Out of the Humidor
From the Print Edition:
Kevin Spacey, Jan/Feb 02
(continued from page 1)
The terrorist attacks of September 11 have impacted all our lives in one way or another. I would like to share a very touching story regarding one of our customers and how his wife, Rachel, found comfort in purchasing cigars.
Peter Goodrich was a resident of Sudbury, Massachusetts, and was part of the Victory Cigar Society. Periodically he would stop in the lounge and enjoy a fine cigar and beverage. Sadly, Peter was an innocent passenger on one of the planes that was hijacked into the World Trade Center.
Rachel stopped in the store this week and asked me to help her choose 250 cigars. "I want all of Peter's friends to enjoy a fine cigar after the memorial service. I also want them to be the very best cigars you have to offer. He would want it that way," she said.
I am glad she was able to find some comfort while picking out her husband's favorite cigars. I am glad cigars were included as his family and friends celebrated his life.
In 1776, battles for freedom and independence were fought in our town of Sudbury and neighboring Lexington and Concord. Two hundred and twenty-five years later, we are fighting a new kind of war. It is so unfortunate our country has to once again shed tears for freedom.
To Rachel, the fine people who make up the Victory Cigar Society send our condolences. May God bless us all.
I would like to express my sincerest condolences to any of your readers who have suffered personally and to your great country in this, your hour of need.
One cannot comprehend the feelings of despair, horror and bewilderment that you all must be feeling.
I would like to express my professional "well done" to the amazing efforts of the emergency services, be they firefighters, police, medics or "ordinary" citizens.
As a male in my mid-50s who has spent his life in uniform and thought he had seen it all, I take no shame in the fact that I have shed many tears over the last few days. People are openly crying in the streets of Melbourne. My 6-year-old grandson and his classmates are currently writing letters of best wishes to the people of New York. No one is untouched.
My sincerest regards to you all.
Kerry M. Maloney
I'm a fairly new subscriber to Cigar Aficionado, which means I've had it for probably only the past two months. I just got done reading your December issue, with the cover story, "Captain Courageous," about New York Mayor Rudy Giuliani. I just wanted to take the time and commend you on such a fantastic magazine. It goes beyond the level of just a magazine dealing with cigars, but encompasses everything that's going on with reality today. I just felt that you should be praised for it.
Los Angeles, California
To all of you who have been blessed to have experienced the expertise of the designers, chefs and staff of Windows on the World and Cellar in the Sky, I hope that the memories of your experience last you forever. Remember the victims and their families as you reminisce of fine wines, great cigars, memorable dinners, dear friends. The victims live in our memories each time we think of that special place.

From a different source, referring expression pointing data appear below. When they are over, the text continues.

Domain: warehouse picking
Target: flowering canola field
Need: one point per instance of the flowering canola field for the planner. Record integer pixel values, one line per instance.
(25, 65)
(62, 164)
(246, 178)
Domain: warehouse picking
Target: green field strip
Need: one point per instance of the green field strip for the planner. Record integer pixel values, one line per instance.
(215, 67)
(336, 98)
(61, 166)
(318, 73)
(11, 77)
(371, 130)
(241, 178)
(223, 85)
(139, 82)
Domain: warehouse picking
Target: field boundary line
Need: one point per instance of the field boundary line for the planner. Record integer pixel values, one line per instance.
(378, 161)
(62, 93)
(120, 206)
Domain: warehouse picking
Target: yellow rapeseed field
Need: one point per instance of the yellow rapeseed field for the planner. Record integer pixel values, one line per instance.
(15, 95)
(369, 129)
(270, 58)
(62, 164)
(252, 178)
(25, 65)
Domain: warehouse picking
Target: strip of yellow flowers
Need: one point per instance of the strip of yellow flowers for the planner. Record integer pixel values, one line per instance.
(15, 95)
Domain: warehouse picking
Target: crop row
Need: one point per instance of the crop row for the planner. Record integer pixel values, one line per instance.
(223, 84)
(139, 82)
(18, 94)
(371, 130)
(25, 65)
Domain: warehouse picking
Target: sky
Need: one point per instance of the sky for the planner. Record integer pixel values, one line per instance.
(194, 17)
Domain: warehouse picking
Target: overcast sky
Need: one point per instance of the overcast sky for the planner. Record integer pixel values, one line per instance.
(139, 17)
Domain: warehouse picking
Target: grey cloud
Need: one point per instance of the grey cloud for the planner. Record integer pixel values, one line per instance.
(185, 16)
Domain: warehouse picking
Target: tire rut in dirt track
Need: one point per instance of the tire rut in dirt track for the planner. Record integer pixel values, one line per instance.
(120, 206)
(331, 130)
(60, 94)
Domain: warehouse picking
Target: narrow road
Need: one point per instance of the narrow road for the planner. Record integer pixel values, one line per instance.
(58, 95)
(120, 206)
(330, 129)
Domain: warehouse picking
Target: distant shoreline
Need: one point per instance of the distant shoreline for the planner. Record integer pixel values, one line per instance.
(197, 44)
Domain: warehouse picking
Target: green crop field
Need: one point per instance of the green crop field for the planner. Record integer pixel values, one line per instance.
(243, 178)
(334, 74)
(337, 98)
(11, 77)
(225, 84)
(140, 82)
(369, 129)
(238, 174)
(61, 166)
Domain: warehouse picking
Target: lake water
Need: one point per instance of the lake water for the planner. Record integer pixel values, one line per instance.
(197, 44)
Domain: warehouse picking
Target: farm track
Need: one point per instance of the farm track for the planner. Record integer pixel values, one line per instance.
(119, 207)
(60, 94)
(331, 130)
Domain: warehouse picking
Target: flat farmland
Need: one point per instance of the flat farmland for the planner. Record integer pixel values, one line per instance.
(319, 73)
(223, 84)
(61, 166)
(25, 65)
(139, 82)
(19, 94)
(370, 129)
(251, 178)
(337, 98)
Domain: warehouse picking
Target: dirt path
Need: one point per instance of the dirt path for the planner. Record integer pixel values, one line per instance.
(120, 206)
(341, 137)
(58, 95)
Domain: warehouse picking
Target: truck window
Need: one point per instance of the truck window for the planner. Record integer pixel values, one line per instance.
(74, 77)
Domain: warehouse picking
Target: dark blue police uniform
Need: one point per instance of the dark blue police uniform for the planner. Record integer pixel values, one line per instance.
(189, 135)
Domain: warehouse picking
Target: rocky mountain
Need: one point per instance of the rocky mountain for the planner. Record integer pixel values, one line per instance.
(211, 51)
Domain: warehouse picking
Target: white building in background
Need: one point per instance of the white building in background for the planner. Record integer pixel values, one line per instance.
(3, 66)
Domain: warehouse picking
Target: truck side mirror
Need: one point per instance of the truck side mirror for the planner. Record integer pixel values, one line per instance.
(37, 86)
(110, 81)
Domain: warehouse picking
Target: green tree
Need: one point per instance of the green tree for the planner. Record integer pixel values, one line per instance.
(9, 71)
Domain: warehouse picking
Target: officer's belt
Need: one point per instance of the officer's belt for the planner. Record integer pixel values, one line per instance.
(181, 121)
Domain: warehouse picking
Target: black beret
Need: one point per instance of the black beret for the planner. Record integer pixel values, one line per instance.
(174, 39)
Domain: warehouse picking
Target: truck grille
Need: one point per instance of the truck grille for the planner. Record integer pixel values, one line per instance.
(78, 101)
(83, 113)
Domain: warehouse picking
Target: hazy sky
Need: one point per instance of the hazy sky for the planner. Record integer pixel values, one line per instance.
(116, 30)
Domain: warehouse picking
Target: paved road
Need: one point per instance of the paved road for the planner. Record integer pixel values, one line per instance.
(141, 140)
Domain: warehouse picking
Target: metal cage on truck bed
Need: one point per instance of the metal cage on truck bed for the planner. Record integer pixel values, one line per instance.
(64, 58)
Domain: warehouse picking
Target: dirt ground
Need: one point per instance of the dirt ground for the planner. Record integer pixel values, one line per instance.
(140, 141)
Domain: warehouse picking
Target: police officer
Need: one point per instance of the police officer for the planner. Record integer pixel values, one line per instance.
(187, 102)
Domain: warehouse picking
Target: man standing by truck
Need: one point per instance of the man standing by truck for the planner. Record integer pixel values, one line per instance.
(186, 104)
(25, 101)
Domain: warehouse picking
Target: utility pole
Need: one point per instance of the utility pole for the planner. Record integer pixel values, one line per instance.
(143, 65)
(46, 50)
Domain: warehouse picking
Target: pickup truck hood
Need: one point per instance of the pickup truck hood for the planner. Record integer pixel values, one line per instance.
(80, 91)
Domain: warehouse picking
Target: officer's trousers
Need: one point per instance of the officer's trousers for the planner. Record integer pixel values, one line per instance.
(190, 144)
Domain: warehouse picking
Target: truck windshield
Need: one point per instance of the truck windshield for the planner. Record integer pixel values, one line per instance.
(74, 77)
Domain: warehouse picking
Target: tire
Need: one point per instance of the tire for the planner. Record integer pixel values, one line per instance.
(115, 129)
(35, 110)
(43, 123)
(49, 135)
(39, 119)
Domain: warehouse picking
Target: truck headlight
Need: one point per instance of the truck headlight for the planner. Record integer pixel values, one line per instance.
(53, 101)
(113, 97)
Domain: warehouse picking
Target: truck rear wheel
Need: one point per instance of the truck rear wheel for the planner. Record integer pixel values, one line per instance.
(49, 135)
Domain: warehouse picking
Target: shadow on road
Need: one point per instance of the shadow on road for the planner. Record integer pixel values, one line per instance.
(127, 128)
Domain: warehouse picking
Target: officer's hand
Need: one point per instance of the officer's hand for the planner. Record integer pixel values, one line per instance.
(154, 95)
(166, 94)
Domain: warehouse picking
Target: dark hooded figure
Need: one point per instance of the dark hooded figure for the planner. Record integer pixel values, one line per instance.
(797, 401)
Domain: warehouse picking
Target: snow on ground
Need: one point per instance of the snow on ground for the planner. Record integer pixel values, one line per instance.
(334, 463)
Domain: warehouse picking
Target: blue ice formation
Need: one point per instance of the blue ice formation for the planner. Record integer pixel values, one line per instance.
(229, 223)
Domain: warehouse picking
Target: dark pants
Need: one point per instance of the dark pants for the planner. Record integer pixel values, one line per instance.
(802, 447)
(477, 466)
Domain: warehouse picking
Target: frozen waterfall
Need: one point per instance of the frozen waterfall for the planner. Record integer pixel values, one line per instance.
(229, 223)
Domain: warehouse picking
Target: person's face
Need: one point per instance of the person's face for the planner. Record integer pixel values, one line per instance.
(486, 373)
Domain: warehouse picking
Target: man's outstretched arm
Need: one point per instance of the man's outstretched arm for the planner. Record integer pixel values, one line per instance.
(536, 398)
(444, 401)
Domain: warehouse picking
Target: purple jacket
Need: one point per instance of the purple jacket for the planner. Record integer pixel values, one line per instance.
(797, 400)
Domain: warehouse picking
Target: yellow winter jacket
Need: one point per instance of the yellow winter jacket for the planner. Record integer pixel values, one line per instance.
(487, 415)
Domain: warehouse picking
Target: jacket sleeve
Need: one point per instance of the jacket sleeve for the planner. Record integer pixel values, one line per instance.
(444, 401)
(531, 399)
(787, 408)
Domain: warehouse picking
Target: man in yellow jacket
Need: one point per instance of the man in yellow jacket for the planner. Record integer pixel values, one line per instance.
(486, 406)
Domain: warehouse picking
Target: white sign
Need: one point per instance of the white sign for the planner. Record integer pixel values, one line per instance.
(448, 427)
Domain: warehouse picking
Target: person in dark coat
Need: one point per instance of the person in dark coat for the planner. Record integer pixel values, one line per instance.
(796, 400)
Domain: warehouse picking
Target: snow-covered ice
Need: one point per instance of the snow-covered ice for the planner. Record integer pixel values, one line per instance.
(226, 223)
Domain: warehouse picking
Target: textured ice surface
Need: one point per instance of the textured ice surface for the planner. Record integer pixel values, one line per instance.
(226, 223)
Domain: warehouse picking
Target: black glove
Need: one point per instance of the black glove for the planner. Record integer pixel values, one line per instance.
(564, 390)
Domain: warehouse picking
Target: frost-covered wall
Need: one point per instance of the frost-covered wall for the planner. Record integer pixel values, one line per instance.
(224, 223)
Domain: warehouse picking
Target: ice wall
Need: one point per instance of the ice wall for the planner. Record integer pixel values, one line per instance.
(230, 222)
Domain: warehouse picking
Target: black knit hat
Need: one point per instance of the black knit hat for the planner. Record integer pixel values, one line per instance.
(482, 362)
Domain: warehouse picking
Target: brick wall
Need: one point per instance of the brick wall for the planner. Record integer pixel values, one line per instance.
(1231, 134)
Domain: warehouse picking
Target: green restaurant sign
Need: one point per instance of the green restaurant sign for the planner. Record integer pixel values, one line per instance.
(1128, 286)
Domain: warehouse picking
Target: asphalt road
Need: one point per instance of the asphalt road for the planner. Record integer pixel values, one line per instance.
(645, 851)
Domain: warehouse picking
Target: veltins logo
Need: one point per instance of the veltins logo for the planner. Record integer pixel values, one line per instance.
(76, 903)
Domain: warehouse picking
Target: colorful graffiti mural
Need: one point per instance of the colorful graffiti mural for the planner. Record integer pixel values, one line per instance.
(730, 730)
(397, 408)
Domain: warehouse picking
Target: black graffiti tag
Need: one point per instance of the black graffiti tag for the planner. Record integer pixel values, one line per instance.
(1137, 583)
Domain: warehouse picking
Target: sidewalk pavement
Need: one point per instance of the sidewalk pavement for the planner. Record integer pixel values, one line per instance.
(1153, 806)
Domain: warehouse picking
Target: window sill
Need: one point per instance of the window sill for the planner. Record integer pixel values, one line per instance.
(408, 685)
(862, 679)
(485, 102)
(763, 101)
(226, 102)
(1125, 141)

I will never forget that I had my first glass of single malt there, looking over Brooklyn and marveling at the view and exquisite taste of the amber liquid in my glass. I can't stop thinking of the prep crew in the restaurant at the time of the disaster, the sous chef making orders for purveyors, the servers smoking a cigarette, watching the disaster unfold below, the terror in them.
My heart goes out to the families of my brothers and sisters in this industry. May they find solace.
Asheville, North Carolina
I hope you folks are safe and well in light of the recent terrorist tragedy. Somehow, even my enjoyment of a good smoke has been affected. It makes me feel guilty to light one up. How sad! I logged on to your site and reread one of my summer issues of Cigar Aficionado to begin a move back to normal life. That is what those people want - to disrupt our way of life and not just to attack our people and cities. As much as I have been waving my American flag, I fear that if we do not force ourselves to move back to normal living, we will be waving a white flag, instead. Hang in there, America!
Walden, New York
Editor's note: We share your thoughts about how hard it has been to relax and enjoy the same things that we did before September 11. But it is important to renew our commitment to the joys that come from living in a free country like America. If it helps, we know that at Ground Zero, the rescue and recovery workers were taking daily breaks from their heartbreaking work, to sit back and have a cigar with their comrades.